I thought of the video the Indians had taken and that I had turned over to Agent Ruth. The room-service hit man was white, maybe forty years old, with thinning red hair. He didn’t look menacing. He looked nondescript. He looked like he belonged in the red room-service jacket he had used to bluff his way into Opparizio’s room.

“Well, too bad,” Maggie said. “He tried to pin a murder rap on you, Mickey. Just like Cisco, I have a hard time coming up with any sympathy for Louis Opparizio.”

The conversation shifted to speculation about who the federal target was and most agreed it was probably a corporate mobster, someone from the Las Vegas casino world who had been backing the biofuel play. But all of that was above our pay grade. I could only hope that one day Agent Ruth would call me and say, “We got him.” Then I would know the identity of the man ultimately responsible for almost destroying my life.

Soon I was back to just enjoying the moment and watching the people in the bar. Eventually my eyes fell on a woman standing at the bar and I excused myself from the table to join her.
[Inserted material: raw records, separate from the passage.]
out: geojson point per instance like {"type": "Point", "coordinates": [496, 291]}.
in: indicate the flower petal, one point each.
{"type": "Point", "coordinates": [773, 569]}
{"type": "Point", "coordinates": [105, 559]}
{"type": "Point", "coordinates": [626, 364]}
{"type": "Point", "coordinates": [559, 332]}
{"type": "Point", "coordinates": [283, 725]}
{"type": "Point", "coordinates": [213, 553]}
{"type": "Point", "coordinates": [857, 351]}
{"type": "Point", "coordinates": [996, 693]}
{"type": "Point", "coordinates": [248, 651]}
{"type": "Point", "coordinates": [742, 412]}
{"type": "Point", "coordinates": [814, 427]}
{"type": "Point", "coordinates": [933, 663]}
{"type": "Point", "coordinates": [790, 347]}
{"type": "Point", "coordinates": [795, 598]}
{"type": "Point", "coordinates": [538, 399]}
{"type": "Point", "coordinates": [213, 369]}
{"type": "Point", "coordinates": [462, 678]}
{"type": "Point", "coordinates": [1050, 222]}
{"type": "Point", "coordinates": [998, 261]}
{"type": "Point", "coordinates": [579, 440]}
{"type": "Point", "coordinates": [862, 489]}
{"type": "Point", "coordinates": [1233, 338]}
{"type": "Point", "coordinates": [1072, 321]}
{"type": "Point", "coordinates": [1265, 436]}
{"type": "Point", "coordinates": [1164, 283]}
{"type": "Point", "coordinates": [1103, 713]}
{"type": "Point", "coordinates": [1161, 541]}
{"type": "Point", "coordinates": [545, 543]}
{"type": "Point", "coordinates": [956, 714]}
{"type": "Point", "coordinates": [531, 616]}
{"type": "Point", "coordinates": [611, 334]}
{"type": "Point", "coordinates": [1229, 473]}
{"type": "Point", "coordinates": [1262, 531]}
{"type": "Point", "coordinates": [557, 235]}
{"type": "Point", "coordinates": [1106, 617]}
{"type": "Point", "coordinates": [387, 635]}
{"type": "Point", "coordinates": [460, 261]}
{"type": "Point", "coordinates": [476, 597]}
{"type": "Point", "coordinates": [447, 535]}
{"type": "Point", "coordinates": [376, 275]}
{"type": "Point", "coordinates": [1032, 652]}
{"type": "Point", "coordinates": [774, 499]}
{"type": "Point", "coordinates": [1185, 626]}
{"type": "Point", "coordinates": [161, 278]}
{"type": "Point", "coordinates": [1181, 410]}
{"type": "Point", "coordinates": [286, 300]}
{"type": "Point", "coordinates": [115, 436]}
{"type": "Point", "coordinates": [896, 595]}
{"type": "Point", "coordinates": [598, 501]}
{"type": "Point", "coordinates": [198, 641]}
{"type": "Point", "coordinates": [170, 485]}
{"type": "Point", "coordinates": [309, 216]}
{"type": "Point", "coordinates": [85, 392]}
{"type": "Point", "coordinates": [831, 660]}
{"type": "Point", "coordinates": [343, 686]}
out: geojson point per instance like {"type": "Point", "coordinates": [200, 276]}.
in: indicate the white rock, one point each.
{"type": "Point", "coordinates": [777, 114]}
“Have you tried the Sticky Mickey?” I asked.

Jennifer Aronson turned and saw it was me. A broad smile broke across her face. She pulled me into a hug and held me.

“Congratulations!”

“Thank you! When did you get back?”

“Today. As soon as I heard, I knew I had to get back here for this.”

“Once again, I’m sorry about your father.”

“Thank you, Mickey.”

“How did everything go afterward?”

“It was all right. I ended up being nursemaid to my sister, who got sick.”

“But you’re okay?”

“I feel fine. But enough about me. Cisco told me that Maggie is a natural-born defense lawyer. That true?”
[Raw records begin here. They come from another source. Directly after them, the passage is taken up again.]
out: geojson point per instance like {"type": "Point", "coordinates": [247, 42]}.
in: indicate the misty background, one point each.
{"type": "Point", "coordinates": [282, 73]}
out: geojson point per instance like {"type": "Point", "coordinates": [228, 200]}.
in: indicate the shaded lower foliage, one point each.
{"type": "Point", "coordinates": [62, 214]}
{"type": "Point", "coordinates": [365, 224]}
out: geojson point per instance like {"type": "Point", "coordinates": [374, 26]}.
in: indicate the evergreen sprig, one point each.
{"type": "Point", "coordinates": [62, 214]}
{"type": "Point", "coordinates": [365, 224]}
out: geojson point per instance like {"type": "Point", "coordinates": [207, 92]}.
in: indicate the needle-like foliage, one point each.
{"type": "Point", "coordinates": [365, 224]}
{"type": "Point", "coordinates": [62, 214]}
“Yeah, she was great. But it’s not going to stick. She’s going back to the D.A.”

“She’s a lifer, I guess.”

“And you know, you did all the groundwork, Bullocks. I wouldn’t be standing here free if you hadn’t been there for me.”

“That’s nice to hear.”

“It’s true. Come sit at the table with us. The team’s all there.”

“I will, I will. I just want to move around a little bit, say some hellos. So many people are here from the courts.”

I watched her push through the crowd and start giving friends hugs and high fives. I stepped back toward the bar so I could lean my back against it and take in the whole scene. I looked across the room and realized that few of those in front of me were truly celebrating that I was innocent and had defeated the forces against me. Most of them simply believed I had beaten the case, that I was not guilty by the legal standard, which didn’t at all mean I was innocent.

It was a moment that seared me. I knew then how I would always be looked at in the courtroom, in the courthouse, in the city.

I turned toward the bar and saw Moira.

“Can I get you something, Mick?” she asked.

I hesitated. I looked at all the bottles lined against the mirror at the back of the bar.

“No,” I finally said. “I think I’m fine.”

Epilogue

Monday, March 9

There were no paper towels or toilet paper. No bottled water, and not a single carton of eggs. I was giving a running commentary to Maggie over my cell, holding the handwritten list she had prepared with contributions from Hayley. So many items on the list were already gone. Long gone. I had started just grabbing what I could.

“What about pinto beans?” I asked. “I just got four cans.”

We were speaking via my Bluetooth earpiece, leaving both my hands free to grab things from the shelves.

“Haller, what are we going to do with pinto beans?” she asked.

“I don’t know,” I said. “Nachos? There’s nothing here. I just need to get whatever’s left and then we’ll have to make do with it. And I still have a lot of stuff at the house. Have you checked the pantry against this list?”

I spotted a lone jar of Newman’s Own spaghetti sauce on the pasta shelf but another shopper swooped in and grabbed it first.